Le juge affirme clairement que « cette disposition a pour effet de substituer à la condition de résidence une condition fondée sur l’exercice de l’activité salariée sur le territoire ». Par conséquent, une règle nationale subordonnant le bénéfice de l’assurance vieillesse à une résidence effective sur le sol national est inopposable au travailleur migrant concerné. L’existence d’une clause anticumul ne saurait davantage justifier l’exclusion d’une période d’assurance si celle-ci a donné lieu au prélèvement de cotisations sociales réelles et définitives.
II. La préservation de la substance des droits sociaux du travailleur mobile
A. L’interdiction de percevoir des cotisations de sécurité sociale à fonds perdus
La décision met en lumière l’exigence de protection des travailleurs contre les conséquences financières négatives pouvant résulter de l’exercice de leur droit fondamental à la circulation. La Cour juge qu’une réglementation nationale est incompatible avec le droit de l’Union si elle désavantage le travailleur mobile par rapport aux travailleurs sédentaires de l’État.
Le raisonnement s’appuie sur le constat qu’une exclusion de la période d’assurance conduirait à ce que l’intéressé ait versé ses cotisations vieillesse sans obtenir aucune contrepartie juridique. Les juges soulignent qu’une réglementation n’est conforme que pour autant qu’elle « ne conduit pas purement et simplement à verser des cotisations sociales à fonds perdus ». Cette position garantit que les prélèvements effectués sur les prestations d’incapacité de travail produisent des effets concrets sur le calcul futur de la pension de retraite.
B. La consécration de la neutralité de la libre circulation en matière de protection sociale
L’arrêt renforce l’idée que le déplacement dans un autre État membre ne doit pas entraîner la perte d’avantages sociaux garantis par la législation d’un pays. Cette protection est essentielle lorsque ces avantages représentent la contrepartie directe des contributions financières versées par le salarié tout au long de sa carrière professionnelle.

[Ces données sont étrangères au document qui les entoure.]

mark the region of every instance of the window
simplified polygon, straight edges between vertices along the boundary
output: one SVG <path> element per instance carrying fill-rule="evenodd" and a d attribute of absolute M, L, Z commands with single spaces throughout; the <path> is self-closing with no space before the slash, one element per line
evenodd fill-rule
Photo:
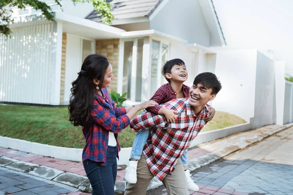
<path fill-rule="evenodd" d="M 153 40 L 151 57 L 150 94 L 152 96 L 161 85 L 167 82 L 161 69 L 168 60 L 168 45 Z"/>
<path fill-rule="evenodd" d="M 132 66 L 132 50 L 133 41 L 124 42 L 124 58 L 123 62 L 123 85 L 122 93 L 127 93 L 126 98 L 130 98 L 130 83 Z"/>
<path fill-rule="evenodd" d="M 168 59 L 168 45 L 158 40 L 152 41 L 151 39 L 149 41 L 144 41 L 147 39 L 145 38 L 125 40 L 122 47 L 123 58 L 120 60 L 123 62 L 123 67 L 121 68 L 123 73 L 119 76 L 118 86 L 121 85 L 122 89 L 120 91 L 118 89 L 118 92 L 127 93 L 129 103 L 141 101 L 142 98 L 149 98 L 149 96 L 152 96 L 157 89 L 167 82 L 161 69 L 162 64 Z M 144 51 L 145 48 L 146 50 Z M 143 73 L 143 67 L 149 72 Z M 147 77 L 143 79 L 145 74 Z"/>

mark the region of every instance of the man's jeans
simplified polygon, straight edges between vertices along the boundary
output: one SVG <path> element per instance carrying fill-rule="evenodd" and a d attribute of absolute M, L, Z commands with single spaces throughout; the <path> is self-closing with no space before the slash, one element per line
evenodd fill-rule
<path fill-rule="evenodd" d="M 138 160 L 140 159 L 141 155 L 144 150 L 144 146 L 146 142 L 150 132 L 150 129 L 142 129 L 136 134 L 134 141 L 133 141 L 133 144 L 132 144 L 130 158 Z M 184 167 L 187 167 L 187 150 L 186 150 L 181 157 Z"/>
<path fill-rule="evenodd" d="M 114 195 L 114 187 L 117 175 L 117 147 L 108 146 L 107 159 L 101 162 L 88 159 L 84 161 L 86 176 L 93 188 L 93 195 Z"/>

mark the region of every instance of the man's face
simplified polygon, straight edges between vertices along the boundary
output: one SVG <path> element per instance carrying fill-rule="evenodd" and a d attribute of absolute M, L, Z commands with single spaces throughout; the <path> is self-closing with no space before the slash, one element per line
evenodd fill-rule
<path fill-rule="evenodd" d="M 210 94 L 212 91 L 212 89 L 207 89 L 201 83 L 192 85 L 189 92 L 189 104 L 194 109 L 203 107 L 209 101 L 215 98 L 215 94 Z"/>

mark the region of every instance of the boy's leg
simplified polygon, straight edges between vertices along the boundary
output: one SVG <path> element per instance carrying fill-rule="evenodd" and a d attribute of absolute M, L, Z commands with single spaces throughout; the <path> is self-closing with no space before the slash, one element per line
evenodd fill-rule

La solution retenue impose aux institutions nationales de reconnaître comme périodes d’assurance celles durant lesquelles des cotisations ont été effectivement retenues sur des prestations d’assurance maladie. L’objectif est d’empêcher que les travailleurs migrants ne perdent les bénéfices de sécurité sociale assurés par la seule législation d’un État membre à la suite de leur mobilité. Cette jurisprudence confirme que la liberté de mouvement constitue un pilier de la construction européenne dont la mise en œuvre exige une coordination sociale sans faille.